Brillouin precursors in Debye media

TL;DR

This paper provides an analytical study of Brillouin precursors in Debye media, revealing their dependence on medium properties and incident wave characteristics, with validation against experiments in water at radio frequencies.

Contribution

It offers explicit analytical expressions for Brillouin precursors in Debye media, clarifying their shape, amplitude, and dependence on medium and incident wave properties.

Findings

Precursors are visible at specific propagation distances where the impulse response is Gaussian.

Derived analytical expressions match experimental and numerical data in water at radio frequencies.

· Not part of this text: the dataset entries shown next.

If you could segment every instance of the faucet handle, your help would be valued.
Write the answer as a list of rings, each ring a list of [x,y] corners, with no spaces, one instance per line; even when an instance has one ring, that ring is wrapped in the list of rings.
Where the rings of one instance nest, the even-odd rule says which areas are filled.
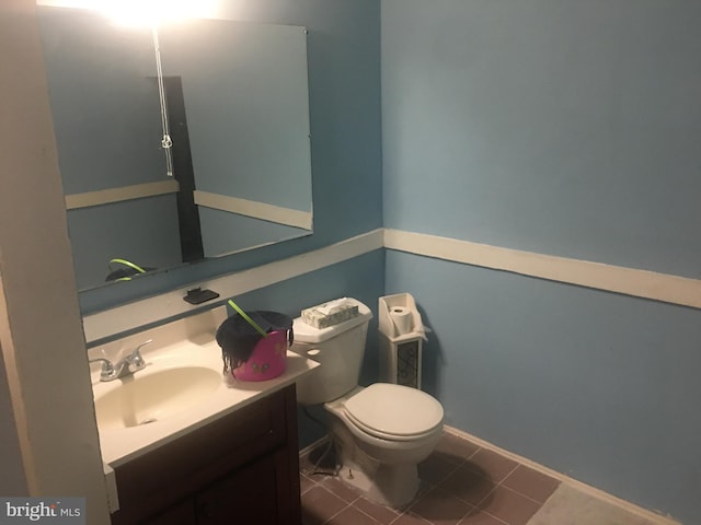
[[[102,361],[102,369],[100,371],[100,378],[104,381],[105,378],[114,376],[115,375],[114,365],[112,364],[112,361],[110,361],[108,359],[105,359],[105,358],[90,359],[88,363],[97,363],[101,361]]]
[[[131,366],[134,366],[135,370],[141,370],[143,366],[146,366],[146,361],[143,361],[143,358],[141,357],[141,348],[146,347],[147,345],[150,345],[151,342],[153,342],[153,339],[148,339],[143,341],[141,345],[136,347],[136,349],[127,358],[127,362]]]

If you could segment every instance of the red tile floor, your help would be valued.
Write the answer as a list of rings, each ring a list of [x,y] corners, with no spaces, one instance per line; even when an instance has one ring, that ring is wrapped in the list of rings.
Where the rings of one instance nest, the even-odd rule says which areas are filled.
[[[560,485],[514,459],[445,433],[418,466],[417,497],[405,509],[392,510],[365,499],[333,475],[320,474],[331,471],[324,465],[330,456],[323,456],[324,448],[321,445],[300,459],[304,525],[525,525]],[[314,468],[319,458],[323,462]]]

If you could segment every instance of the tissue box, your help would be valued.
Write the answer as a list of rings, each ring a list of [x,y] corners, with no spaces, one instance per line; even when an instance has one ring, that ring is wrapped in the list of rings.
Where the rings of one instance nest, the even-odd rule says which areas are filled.
[[[327,328],[358,316],[358,305],[347,298],[302,310],[302,320],[315,328]]]

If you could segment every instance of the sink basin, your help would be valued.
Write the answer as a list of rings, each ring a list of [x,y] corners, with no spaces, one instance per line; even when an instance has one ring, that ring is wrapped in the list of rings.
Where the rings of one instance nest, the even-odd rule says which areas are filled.
[[[221,385],[221,374],[205,366],[183,366],[148,373],[136,372],[95,398],[97,427],[125,429],[153,423],[211,396]]]

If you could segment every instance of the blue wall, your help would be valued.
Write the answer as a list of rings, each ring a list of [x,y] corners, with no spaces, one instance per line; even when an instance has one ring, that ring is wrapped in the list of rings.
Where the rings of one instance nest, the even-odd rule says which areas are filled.
[[[220,15],[309,30],[314,233],[149,276],[128,285],[82,292],[83,314],[302,254],[382,225],[379,2],[237,0],[226,2]]]
[[[383,0],[384,226],[698,278],[701,4]],[[701,313],[388,252],[448,422],[701,523]]]

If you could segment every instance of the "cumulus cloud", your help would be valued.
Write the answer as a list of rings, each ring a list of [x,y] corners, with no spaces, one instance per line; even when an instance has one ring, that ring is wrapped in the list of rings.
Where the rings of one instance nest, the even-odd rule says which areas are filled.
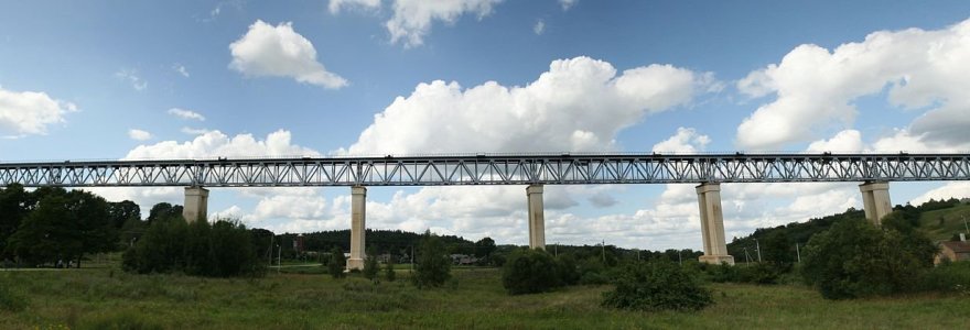
[[[950,182],[944,185],[942,187],[931,189],[929,191],[924,193],[916,198],[909,200],[909,204],[917,206],[924,202],[929,201],[930,199],[941,200],[941,199],[950,199],[950,198],[967,198],[970,197],[970,183],[966,182]]]
[[[395,0],[394,16],[385,26],[390,33],[390,42],[402,42],[406,47],[419,46],[431,32],[434,21],[453,24],[465,13],[475,14],[481,20],[492,13],[492,8],[502,0]]]
[[[229,67],[250,77],[290,77],[300,82],[336,89],[347,80],[316,59],[316,48],[293,31],[293,23],[277,26],[257,20],[239,40],[229,44]]]
[[[169,109],[169,114],[172,114],[172,116],[181,118],[181,119],[205,121],[205,116],[202,116],[198,112],[195,112],[192,110],[186,110],[186,109],[172,108],[172,109]]]
[[[42,91],[12,91],[0,87],[0,136],[46,134],[47,127],[63,123],[77,111],[72,102],[53,99]]]
[[[380,8],[380,0],[330,0],[327,4],[332,14],[340,13],[342,8],[375,10]]]
[[[349,154],[615,150],[621,130],[689,103],[703,75],[670,65],[617,74],[589,57],[554,61],[527,86],[420,84],[398,97]]]
[[[131,84],[131,88],[134,90],[142,91],[148,89],[148,81],[139,77],[138,70],[136,69],[121,69],[115,73],[115,77]]]
[[[654,144],[653,151],[657,153],[697,153],[703,151],[708,143],[711,143],[708,135],[698,134],[694,129],[678,128],[673,136]]]
[[[906,135],[931,144],[966,143],[970,128],[970,20],[925,31],[874,32],[858,43],[829,51],[800,45],[778,64],[752,72],[737,82],[762,105],[737,128],[746,148],[779,148],[811,141],[821,132],[850,125],[854,101],[888,89],[888,102],[924,111]],[[823,134],[823,133],[822,133]]]
[[[175,64],[172,66],[172,69],[182,75],[182,77],[188,78],[188,69],[184,65]]]
[[[149,133],[148,131],[139,130],[139,129],[131,129],[131,130],[128,130],[128,138],[131,138],[131,140],[134,140],[134,141],[146,141],[146,140],[151,139],[151,133]]]
[[[856,130],[844,130],[829,140],[819,140],[808,145],[810,152],[861,152],[865,146],[862,143],[862,133]]]
[[[559,6],[562,7],[563,11],[567,11],[570,8],[572,8],[573,6],[575,6],[576,2],[580,2],[580,1],[579,0],[559,0]]]

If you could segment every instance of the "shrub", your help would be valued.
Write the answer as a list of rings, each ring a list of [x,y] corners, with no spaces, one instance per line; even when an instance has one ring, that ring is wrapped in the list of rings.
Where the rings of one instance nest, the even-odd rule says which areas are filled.
[[[524,249],[513,252],[502,267],[502,285],[511,295],[537,294],[562,286],[559,266],[542,250]]]
[[[394,256],[387,260],[387,264],[384,266],[384,277],[387,282],[395,282],[397,279],[397,273],[394,271]]]
[[[934,249],[917,231],[894,229],[892,221],[877,228],[845,219],[809,240],[801,273],[828,299],[897,294],[915,289],[914,278],[929,267]]]
[[[344,274],[344,267],[346,264],[347,258],[344,257],[344,250],[334,246],[334,249],[330,251],[330,262],[326,263],[326,272],[330,273],[330,276],[333,276],[333,278],[344,278],[344,276],[346,276]]]
[[[419,288],[439,287],[451,278],[451,257],[441,239],[431,231],[425,231],[421,238],[412,278]]]
[[[632,263],[603,294],[603,306],[634,310],[700,310],[714,302],[694,273],[668,261]]]

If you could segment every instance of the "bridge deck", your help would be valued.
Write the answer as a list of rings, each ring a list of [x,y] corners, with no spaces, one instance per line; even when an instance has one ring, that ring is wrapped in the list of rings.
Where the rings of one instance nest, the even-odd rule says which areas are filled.
[[[970,154],[478,154],[0,163],[0,184],[448,186],[968,180]]]

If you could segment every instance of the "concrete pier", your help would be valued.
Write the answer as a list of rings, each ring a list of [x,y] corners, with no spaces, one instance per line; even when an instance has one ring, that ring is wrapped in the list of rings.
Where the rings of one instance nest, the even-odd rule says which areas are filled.
[[[351,257],[347,258],[347,271],[364,270],[366,207],[367,188],[351,187]]]
[[[208,189],[203,187],[185,187],[185,204],[182,217],[186,222],[208,221]]]
[[[865,182],[859,185],[862,191],[862,207],[865,209],[865,219],[875,226],[882,224],[882,219],[893,211],[890,201],[890,183]]]
[[[542,211],[542,185],[526,187],[529,198],[529,248],[546,250],[546,216]]]
[[[704,240],[704,255],[698,260],[702,263],[734,264],[734,256],[728,254],[724,241],[724,215],[721,211],[721,185],[702,184],[697,186],[698,205],[701,211],[701,232]]]

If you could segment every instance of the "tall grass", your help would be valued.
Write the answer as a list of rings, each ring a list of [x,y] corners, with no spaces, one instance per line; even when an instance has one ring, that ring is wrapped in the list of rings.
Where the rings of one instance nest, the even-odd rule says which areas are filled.
[[[417,289],[409,272],[374,284],[359,276],[274,274],[266,278],[131,275],[109,270],[0,273],[22,297],[0,309],[0,329],[319,329],[319,328],[966,328],[970,299],[953,295],[828,301],[807,287],[714,284],[699,312],[600,307],[610,286],[508,296],[497,270],[455,270],[455,282]]]

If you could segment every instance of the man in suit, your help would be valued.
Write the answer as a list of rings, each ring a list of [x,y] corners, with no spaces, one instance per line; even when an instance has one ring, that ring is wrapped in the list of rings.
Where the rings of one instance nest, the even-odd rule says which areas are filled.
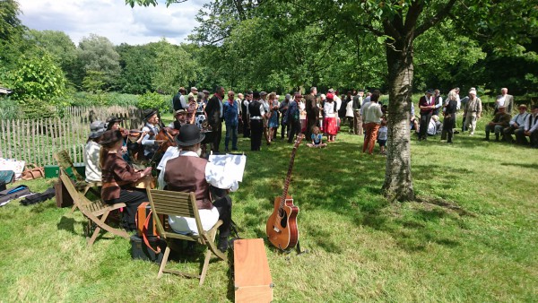
[[[500,95],[495,99],[495,112],[493,114],[497,114],[500,107],[505,107],[508,114],[512,112],[514,107],[514,96],[508,95],[508,89],[506,87],[500,89]]]
[[[207,114],[207,122],[214,132],[213,142],[211,143],[211,150],[213,152],[219,152],[219,145],[222,137],[222,117],[224,114],[222,107],[222,99],[224,98],[224,87],[217,86],[215,93],[207,102],[205,113]]]
[[[424,96],[419,100],[419,108],[421,108],[421,126],[419,127],[419,141],[427,140],[428,138],[428,126],[435,108],[435,101],[431,95],[433,94],[432,90],[426,91]]]

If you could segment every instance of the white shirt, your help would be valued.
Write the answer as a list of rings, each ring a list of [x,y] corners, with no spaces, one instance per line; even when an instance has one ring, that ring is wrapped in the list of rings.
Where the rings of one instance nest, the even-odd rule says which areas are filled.
[[[99,151],[100,145],[90,141],[84,147],[84,165],[86,166],[86,182],[100,182],[101,171],[99,168]]]
[[[171,147],[170,147],[171,148]],[[159,174],[158,183],[159,189],[163,189],[166,186],[166,182],[164,181],[164,174],[166,171],[166,163],[169,160],[177,158],[178,156],[183,157],[198,157],[198,155],[195,152],[179,152],[178,148],[176,148],[178,152],[175,152],[174,155],[170,158],[167,158],[164,162],[159,163],[159,166],[162,164],[162,170]],[[168,150],[167,150],[168,152]],[[232,192],[235,192],[239,188],[239,184],[237,180],[227,177],[229,174],[224,173],[224,167],[213,165],[212,162],[207,162],[205,165],[205,180],[207,183],[218,188],[230,189]],[[219,210],[216,207],[213,207],[211,210],[204,209],[198,210],[198,213],[200,214],[200,221],[202,221],[202,228],[204,230],[211,229],[217,221],[219,221]],[[183,234],[190,234],[193,233],[195,235],[197,234],[197,227],[196,221],[195,218],[185,218],[181,216],[169,216],[169,223],[172,229],[178,233]]]

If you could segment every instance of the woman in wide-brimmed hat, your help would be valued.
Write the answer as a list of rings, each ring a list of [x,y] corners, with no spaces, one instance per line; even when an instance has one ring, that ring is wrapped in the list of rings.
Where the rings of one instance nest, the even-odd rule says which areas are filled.
[[[124,228],[127,230],[136,229],[134,218],[136,208],[148,201],[145,192],[127,189],[129,184],[136,182],[152,173],[152,168],[137,171],[121,157],[123,136],[118,130],[106,131],[99,143],[101,144],[100,164],[102,172],[101,198],[108,204],[125,203],[126,215],[124,216]]]

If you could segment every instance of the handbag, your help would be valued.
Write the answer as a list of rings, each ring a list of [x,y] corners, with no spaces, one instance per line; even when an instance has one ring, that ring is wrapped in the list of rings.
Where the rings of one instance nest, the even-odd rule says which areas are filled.
[[[27,169],[21,175],[23,180],[33,180],[45,177],[45,169],[43,167],[38,167],[35,164],[28,164],[26,167]]]

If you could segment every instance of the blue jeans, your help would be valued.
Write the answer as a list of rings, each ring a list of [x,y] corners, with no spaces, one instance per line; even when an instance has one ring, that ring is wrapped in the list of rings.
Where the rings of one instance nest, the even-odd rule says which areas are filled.
[[[226,125],[226,138],[224,139],[224,145],[228,150],[228,143],[230,143],[230,136],[231,135],[231,149],[238,149],[238,126]]]

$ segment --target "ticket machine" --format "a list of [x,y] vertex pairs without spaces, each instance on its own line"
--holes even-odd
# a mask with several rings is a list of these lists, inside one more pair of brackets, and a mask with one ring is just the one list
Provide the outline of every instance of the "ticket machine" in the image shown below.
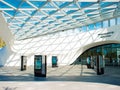
[[21,71],[27,68],[27,56],[21,56]]
[[35,55],[34,57],[34,76],[46,77],[46,55]]
[[97,75],[104,74],[104,58],[101,55],[97,56],[97,61],[96,61],[96,66],[97,66]]
[[58,67],[57,62],[57,56],[52,56],[52,67]]

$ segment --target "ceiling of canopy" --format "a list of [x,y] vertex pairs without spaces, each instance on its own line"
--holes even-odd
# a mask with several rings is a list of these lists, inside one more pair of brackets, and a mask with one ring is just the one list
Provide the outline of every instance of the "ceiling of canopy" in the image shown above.
[[15,39],[21,40],[118,17],[120,1],[0,0],[0,11]]

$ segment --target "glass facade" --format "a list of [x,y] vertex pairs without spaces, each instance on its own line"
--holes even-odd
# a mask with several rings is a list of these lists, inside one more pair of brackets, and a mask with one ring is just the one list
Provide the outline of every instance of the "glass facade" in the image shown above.
[[86,64],[87,58],[92,57],[94,58],[95,64],[96,56],[102,56],[106,66],[120,66],[120,44],[113,43],[92,47],[86,50],[80,58],[82,58],[84,64]]

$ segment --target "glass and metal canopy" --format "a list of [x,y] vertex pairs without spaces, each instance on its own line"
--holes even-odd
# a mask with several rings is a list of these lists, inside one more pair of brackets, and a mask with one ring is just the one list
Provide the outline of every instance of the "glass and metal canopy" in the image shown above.
[[0,11],[16,40],[21,40],[118,17],[120,1],[0,0]]

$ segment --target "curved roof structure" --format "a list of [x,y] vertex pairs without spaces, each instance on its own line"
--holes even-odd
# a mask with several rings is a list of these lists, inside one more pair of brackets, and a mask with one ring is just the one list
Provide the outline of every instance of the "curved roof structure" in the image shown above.
[[119,0],[90,1],[93,0],[0,0],[0,11],[16,40],[120,16]]

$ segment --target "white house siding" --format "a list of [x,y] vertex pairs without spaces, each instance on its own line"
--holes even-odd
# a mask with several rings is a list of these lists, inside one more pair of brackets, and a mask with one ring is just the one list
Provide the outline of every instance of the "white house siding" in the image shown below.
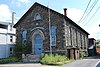
[[[5,22],[4,22],[5,23]],[[2,24],[2,22],[0,22]],[[13,47],[13,44],[15,44],[15,29],[10,28],[11,23],[4,24],[7,26],[7,28],[0,28],[0,58],[7,58],[11,56],[12,51],[10,49]],[[10,41],[12,36],[12,42]]]

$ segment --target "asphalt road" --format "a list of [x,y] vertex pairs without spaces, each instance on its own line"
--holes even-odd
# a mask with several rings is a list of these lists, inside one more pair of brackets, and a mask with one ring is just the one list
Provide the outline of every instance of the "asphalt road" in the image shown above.
[[100,67],[100,56],[89,57],[83,60],[76,60],[74,62],[65,64],[63,66],[48,66],[39,63],[30,64],[1,64],[0,67]]
[[61,67],[100,67],[100,59],[83,59],[76,60],[72,63],[65,64]]

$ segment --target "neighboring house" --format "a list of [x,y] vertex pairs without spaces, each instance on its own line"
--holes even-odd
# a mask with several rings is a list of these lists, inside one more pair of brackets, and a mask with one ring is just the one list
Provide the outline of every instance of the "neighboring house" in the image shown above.
[[98,44],[96,44],[96,53],[100,55],[100,39],[97,40]]
[[7,58],[13,54],[13,44],[16,36],[14,23],[0,21],[0,58]]
[[64,9],[64,15],[52,9],[49,12],[48,7],[36,2],[14,25],[16,43],[31,45],[31,54],[34,55],[49,53],[50,48],[53,53],[75,59],[79,58],[80,51],[87,54],[89,33],[69,19],[66,10]]
[[88,55],[94,56],[96,55],[96,40],[94,38],[89,38],[89,44],[88,44]]

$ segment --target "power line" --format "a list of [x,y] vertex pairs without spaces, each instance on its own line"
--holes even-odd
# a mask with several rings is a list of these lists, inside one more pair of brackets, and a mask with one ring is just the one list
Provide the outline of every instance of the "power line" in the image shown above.
[[[87,20],[87,17],[88,17],[89,14],[92,12],[92,10],[93,10],[93,8],[96,6],[97,2],[98,2],[98,0],[95,0],[95,1],[93,2],[93,4],[92,4],[91,7],[90,7],[90,10],[89,10],[88,13],[85,15],[85,17],[83,18],[82,22],[83,22],[83,21],[85,22],[85,21]],[[83,22],[83,23],[84,23],[84,22]]]
[[96,9],[96,11],[94,12],[94,14],[91,16],[91,18],[88,20],[88,22],[85,25],[87,25],[89,23],[89,21],[93,18],[93,16],[98,12],[98,10],[100,9],[100,6]]
[[85,13],[86,13],[86,11],[87,11],[87,9],[88,9],[90,3],[91,3],[91,0],[88,2],[88,5],[87,5],[87,7],[86,7],[86,9],[85,9],[85,11],[84,11],[84,14],[82,15],[82,17],[81,17],[81,19],[78,21],[78,23],[80,23],[80,21],[81,21],[82,18],[84,17],[84,15],[85,15]]

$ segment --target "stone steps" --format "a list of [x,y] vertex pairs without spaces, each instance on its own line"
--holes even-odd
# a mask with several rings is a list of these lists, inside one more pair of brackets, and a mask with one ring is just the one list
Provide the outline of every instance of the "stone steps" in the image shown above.
[[32,55],[32,54],[27,54],[25,57],[23,57],[23,62],[27,63],[37,63],[41,59],[41,55]]

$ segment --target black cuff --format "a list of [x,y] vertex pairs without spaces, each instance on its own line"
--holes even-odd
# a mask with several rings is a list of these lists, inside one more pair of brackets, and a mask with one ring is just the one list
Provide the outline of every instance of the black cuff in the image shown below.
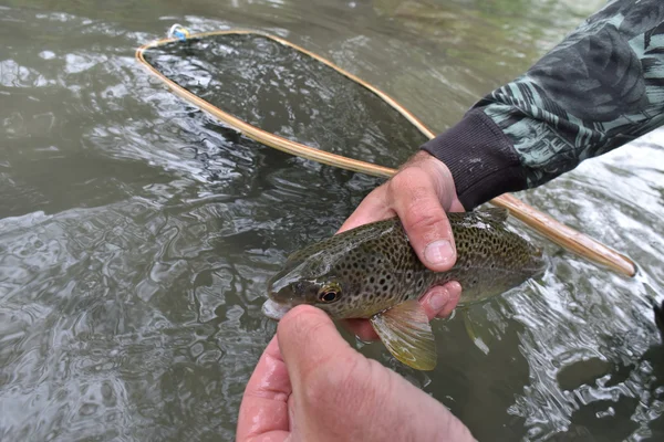
[[452,171],[466,210],[527,188],[526,173],[509,138],[480,108],[422,146]]

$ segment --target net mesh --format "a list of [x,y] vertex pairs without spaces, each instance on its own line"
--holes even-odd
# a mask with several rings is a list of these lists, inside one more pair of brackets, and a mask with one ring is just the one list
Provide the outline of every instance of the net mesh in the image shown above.
[[427,140],[361,84],[263,35],[188,39],[151,48],[144,56],[219,109],[321,150],[397,167]]

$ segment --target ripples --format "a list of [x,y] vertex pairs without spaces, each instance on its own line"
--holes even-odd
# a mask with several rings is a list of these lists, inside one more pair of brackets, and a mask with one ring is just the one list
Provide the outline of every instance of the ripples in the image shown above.
[[[562,36],[561,23],[581,20],[568,3],[0,7],[0,440],[231,440],[274,332],[260,312],[266,281],[382,182],[218,125],[134,62],[138,44],[173,22],[256,27],[446,126]],[[291,86],[332,94],[318,81]],[[394,154],[365,144],[343,148]],[[434,323],[434,372],[396,364],[380,343],[361,350],[479,440],[664,434],[664,347],[651,311],[664,284],[662,145],[656,131],[521,194],[627,253],[636,278],[526,231],[546,246],[549,271]]]

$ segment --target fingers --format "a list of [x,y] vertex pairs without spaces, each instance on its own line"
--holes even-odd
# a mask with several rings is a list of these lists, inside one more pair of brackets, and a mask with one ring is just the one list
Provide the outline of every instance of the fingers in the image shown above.
[[418,167],[403,169],[388,182],[394,210],[415,253],[432,271],[446,272],[456,262],[456,249],[436,185]]
[[345,220],[336,233],[367,224],[370,222],[381,221],[396,213],[390,208],[386,200],[385,187],[381,186],[369,193],[357,206],[355,211]]
[[432,287],[419,299],[419,304],[424,307],[426,317],[432,320],[435,317],[447,317],[456,308],[461,296],[461,285],[456,281],[452,281],[445,285]]
[[277,336],[290,378],[303,385],[307,385],[311,372],[330,359],[356,356],[330,316],[308,305],[297,306],[287,313],[279,322]]
[[284,441],[289,435],[288,398],[291,391],[288,370],[277,337],[273,337],[245,389],[236,440]]

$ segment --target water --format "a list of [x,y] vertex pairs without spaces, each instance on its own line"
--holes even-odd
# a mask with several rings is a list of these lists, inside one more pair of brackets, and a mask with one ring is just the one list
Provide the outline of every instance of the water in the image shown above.
[[[2,1],[0,440],[231,440],[274,330],[267,278],[381,182],[220,127],[151,78],[136,46],[174,22],[259,29],[443,130],[603,1],[581,3]],[[548,244],[542,278],[435,323],[435,371],[362,351],[480,440],[662,438],[649,301],[664,284],[662,145],[655,131],[520,194],[627,253],[637,277]]]

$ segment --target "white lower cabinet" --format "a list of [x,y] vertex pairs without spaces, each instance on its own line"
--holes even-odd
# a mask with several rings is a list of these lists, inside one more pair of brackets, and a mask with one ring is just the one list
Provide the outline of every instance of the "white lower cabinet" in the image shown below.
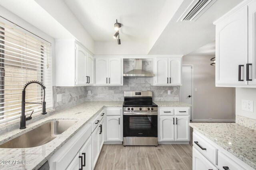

The shape and amplitude law of the precursor depend only on the incident wave's integral properties.

Abstract

We theoretically study the formation of Brillouin precursors in Debye media. We point out that the precursors are visible only at propagation distances such that the impulse response of the medium is essentially determined by the frequency dependence of its absorption and is practically Gaussian. By simple convolution, we then obtain explicit analytical expressions of the transmitted waves generated by reference incident waves, distinguishing precursor and main signal by a simple examination of the long-time behavior of the overall signal. These expressions are in good agreement with the signals obtained in numerical or real experiments performed on water in the radio-frequency domain and explain in particular some observed shapes of the precursor. Results are obtained for other remarkable incident waves. In addition, we show quite generally that the shape of the Brillouin precursor appearing alone at sufficiently large propagation distance and the law giving its amplitude as a function of this distance do not depend on the precise form of the incident wave but only on its integral properties. The incidence of a static conductivity of the medium is also examined and explicit analytical results are again given in the limit of weak and strong conductivities.